Highlights & Insights

  • Dual Reasoning + Cycle Consistency as a General Paradigm for Weak Supervision: This framework is not unique to video QA—as long as a task involves two interconnected subtasks (one annotated, one not), a similar bi-directional path + cycle consistency can be used to provide self-supervision for the unannotated subtask. It can be transferred to tasks like weakly-supervised video summarization, weakly-supervised object localization, etc.
  • Clever Design to Avoid Language Bias: The backward path requires the model to "infer visual evidence given the answer", which effectively prevents the model from exploiting linguistic shortcuts in the questions (e.g., guessing "sunny" directly from "how is the weather") to bypass visual reasoning.
  • Temporal Attention as Soft Grounding: Using attention distribution as temporal grounding instead of hard segmentation enables end-to-end training and provides adaptability to localization granularity.

Limitations & Future Work

  • The self-supervised signal provided by cycle consistency is indirect; theoretically, there could be degenerate solutions—where both paths converge to incorrect but consistent localizations.
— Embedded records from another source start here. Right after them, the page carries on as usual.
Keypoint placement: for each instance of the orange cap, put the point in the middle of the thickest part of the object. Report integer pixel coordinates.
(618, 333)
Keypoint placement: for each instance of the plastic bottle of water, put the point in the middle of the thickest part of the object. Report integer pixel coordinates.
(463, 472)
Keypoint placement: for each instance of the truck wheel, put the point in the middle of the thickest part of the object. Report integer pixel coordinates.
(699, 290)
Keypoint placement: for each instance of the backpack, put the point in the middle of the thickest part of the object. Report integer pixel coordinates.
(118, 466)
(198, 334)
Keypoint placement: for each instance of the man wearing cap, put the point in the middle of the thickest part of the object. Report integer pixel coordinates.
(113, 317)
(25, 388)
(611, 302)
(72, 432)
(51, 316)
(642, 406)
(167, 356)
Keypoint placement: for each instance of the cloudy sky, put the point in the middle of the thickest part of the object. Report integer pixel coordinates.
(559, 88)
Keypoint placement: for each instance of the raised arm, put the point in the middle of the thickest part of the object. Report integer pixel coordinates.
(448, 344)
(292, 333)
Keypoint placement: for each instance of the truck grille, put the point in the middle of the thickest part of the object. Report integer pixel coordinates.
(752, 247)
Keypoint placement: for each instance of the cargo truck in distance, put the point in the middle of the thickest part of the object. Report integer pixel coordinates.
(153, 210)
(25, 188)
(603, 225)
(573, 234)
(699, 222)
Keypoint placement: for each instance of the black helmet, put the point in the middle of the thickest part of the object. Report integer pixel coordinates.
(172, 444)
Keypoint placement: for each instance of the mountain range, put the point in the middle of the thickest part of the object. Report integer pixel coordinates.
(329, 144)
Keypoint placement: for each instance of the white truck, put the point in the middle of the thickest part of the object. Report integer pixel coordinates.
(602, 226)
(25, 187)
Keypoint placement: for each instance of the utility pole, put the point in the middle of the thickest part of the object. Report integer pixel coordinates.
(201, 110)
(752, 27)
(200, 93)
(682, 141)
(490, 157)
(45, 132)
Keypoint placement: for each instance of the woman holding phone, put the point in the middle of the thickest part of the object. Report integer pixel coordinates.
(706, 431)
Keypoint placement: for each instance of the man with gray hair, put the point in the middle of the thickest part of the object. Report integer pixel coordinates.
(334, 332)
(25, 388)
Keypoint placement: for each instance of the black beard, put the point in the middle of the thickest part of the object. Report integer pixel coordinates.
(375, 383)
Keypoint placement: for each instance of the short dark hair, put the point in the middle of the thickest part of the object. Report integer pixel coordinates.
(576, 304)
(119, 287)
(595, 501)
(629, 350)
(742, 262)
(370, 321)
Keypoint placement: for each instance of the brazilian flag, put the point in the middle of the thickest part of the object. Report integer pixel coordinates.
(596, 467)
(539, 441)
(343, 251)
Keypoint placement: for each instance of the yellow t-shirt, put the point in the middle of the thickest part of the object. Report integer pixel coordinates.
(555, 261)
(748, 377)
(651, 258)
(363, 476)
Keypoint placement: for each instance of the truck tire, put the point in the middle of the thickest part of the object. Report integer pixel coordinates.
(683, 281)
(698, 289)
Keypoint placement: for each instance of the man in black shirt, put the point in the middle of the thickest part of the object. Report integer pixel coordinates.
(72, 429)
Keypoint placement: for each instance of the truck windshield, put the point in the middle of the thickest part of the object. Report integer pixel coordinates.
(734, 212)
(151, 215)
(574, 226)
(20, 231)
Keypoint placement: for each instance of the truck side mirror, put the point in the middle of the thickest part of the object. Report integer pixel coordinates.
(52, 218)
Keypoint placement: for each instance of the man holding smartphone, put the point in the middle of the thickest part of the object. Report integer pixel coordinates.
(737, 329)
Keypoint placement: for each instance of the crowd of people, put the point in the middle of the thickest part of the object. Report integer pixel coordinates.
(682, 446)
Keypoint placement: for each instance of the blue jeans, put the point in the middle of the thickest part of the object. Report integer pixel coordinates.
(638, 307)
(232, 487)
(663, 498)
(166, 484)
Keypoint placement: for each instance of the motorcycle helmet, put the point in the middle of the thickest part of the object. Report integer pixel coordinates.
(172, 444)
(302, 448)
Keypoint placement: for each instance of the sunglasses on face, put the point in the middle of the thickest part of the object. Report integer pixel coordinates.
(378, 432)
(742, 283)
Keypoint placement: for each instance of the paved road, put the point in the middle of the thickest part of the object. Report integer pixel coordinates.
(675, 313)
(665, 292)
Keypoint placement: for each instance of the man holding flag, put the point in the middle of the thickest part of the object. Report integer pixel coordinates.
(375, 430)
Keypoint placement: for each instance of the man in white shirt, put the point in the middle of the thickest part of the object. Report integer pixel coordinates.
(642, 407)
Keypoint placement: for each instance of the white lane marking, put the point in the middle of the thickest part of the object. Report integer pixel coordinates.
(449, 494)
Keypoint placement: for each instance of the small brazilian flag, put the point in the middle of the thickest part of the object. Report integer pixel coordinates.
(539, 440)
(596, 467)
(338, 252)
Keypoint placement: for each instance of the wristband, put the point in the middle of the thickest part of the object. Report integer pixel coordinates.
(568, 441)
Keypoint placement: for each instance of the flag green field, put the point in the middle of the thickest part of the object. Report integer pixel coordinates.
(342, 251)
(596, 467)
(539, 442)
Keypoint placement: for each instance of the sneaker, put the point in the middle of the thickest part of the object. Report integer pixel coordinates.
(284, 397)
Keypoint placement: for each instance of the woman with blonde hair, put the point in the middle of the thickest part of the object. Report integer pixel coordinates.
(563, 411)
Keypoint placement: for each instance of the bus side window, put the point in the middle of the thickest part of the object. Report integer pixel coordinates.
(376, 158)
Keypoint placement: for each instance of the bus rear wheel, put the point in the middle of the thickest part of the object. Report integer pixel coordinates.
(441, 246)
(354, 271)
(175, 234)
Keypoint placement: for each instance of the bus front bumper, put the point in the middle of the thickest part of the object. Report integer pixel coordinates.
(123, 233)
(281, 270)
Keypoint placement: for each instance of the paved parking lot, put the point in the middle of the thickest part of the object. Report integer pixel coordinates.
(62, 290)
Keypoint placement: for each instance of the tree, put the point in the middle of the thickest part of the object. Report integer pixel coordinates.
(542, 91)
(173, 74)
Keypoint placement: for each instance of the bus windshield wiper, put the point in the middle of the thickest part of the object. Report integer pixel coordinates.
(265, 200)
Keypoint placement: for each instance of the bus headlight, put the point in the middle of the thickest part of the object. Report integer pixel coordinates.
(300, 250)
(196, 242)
Although answer supervision can partially prevent this degeneration, it cannot be entirely ruled out.
  • The method assumes that the visual evidence corresponding to each question is a temporally continuous segment. However, in reality, evidence for an answer may be scattered across multiple non-continuous segments of the video.
  • The experiments were only validated on two datasets, Next-GQA and Env-QA, which are relatively small in scale. Performance on large-scale datasets remains to be observed.
  • The backward path requires candidate answers as input, which is less friendly for open-ended QA scenarios—it requires generating candidate answer sets first.
  • vs TempCLR: TempCLR uses temporal contrastive learning to enhance the temporal sensitivity of video representations but lacks explicit temporal grounding capabilities. TimeCraft directly optimizes temporal grounding via bi-directional reasoning.
  • vs IGV: IGV (Interventional Video Grounding) also focuses on the reliability of grounded VQA but uses a causal inference framework to remove confounders. TimeCraft offers a simpler alternative using cycle consistency.
  • vs Next-GQA baseline: The baseline method of the Next-GQA dataset uses simple attention pooling for temporal grounding, lacking explicit grounding supervision. TimeCraft's cycle consistency provides stronger grounding guidance.

Rating

  • Novelty: ⭐⭐⭐⭐ Elegant design of dual-directional reasoning + cycle consistency for weakly-supervised grounded VQA.
  • Experimental Thoroughness: ⭐⭐⭐ Validated on two datasets with relatively complete ablation studies, though the dataset scales are on the smaller side.
  • Writing Quality: ⭐⭐⭐⭐ Clear description of the methodology, showcasing the dual relationship between forward/backward reasoning very well.
  • Value: ⭐⭐⭐⭐ The weakly-supervised paradigm of cycle consistency has high generalizability and transfer value.